Once identified and fixed, security vulnerabilities are the last bugs we want to come back and bite us again. Yet this does happen, more often than it should, and when it does it’s a clear indication of insufficient security testing. When responding to a newly discovered security vulnerability, an important best practice is to create a security regression test that detects the underlying bug or bugs. This serves as a handy repro (a test case that reproduces the bug or bugs), as well as to confirm that the fix actually eliminates the vulnerability.

That’s the idea, anyway, but this practice seems to be less than diligently followed, even by the largest and most sophisticated software makers. For example, when Apple released iOS 12.4 in 2019, it reintroduced a bug identical to one already found and fixed in iOS 12.3, immediately re-enabling a vulnerability after that door should have been firmly closed. Had the original fix included a security regression test case, this should never have happened.

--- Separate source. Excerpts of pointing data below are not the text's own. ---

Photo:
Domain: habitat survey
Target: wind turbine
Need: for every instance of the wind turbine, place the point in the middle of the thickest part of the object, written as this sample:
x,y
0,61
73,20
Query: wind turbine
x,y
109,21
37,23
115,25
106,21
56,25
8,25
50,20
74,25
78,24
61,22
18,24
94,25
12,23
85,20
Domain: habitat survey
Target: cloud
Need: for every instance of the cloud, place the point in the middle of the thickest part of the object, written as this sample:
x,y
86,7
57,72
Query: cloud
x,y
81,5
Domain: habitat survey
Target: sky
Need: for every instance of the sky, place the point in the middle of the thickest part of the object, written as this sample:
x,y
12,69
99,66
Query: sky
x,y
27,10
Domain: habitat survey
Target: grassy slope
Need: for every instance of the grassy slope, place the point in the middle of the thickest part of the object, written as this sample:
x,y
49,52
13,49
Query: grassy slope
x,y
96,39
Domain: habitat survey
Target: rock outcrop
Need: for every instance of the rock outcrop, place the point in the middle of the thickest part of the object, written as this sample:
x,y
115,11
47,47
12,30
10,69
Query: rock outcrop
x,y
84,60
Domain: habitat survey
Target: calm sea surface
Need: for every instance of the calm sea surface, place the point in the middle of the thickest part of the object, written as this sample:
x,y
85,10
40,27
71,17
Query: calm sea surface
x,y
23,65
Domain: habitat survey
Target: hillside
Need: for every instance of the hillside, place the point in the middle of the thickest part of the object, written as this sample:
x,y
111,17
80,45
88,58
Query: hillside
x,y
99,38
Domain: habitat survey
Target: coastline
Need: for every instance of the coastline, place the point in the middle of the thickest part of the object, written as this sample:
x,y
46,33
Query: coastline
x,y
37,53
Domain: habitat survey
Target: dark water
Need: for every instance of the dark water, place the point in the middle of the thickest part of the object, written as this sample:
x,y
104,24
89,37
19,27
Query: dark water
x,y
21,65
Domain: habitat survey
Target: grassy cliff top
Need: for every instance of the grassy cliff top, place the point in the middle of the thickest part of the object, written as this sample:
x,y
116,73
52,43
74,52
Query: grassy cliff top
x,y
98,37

It’s notable that in some cases security regressions can be far worse than new vulnerabilities. That iOS regression was particularly painful because the bug was already familiar to the security research community, so they quickly adapted the existing jailbreak tool built for iOS 12.3 to work on iOS 12.4 (a jailbreak is an escalation of privilege circumventing restrictions imposed by the maker limiting what the user can do on their device).

I recommend writing the test case first, before tackling the actual fix. In an emergency, you might prioritize the fix if it’s clear-cut, but unless you’re working solo, having someone develop the regression test in parallel is a good practice. In the process of developing an effective regression test, you may learn more about the issue, and even get clues about related potential vulnerabilities.

A good security regression test should try more than a single specific test case that’s identical to a known attack; it should be more general. In addition to addressing the newly discovered vulnerability, it’s common that the investigation will suggest similar vulnerabilities elsewhere in the system that might also be exploitable. Use your superior knowledge of system internals and familiarity with the source code to stay ahead of potential adversaries. If possible, probe for the presence of similar bugs immediately, so you can fix them as part of the update that closes the original vulnerability. This can be important, since you can bet that attackers will also be thinking along these lines, and releasing a fix will be a big clue about new ways they might target your system. If there is no time to explore all the leads, file away the details for investigation later, when time permits.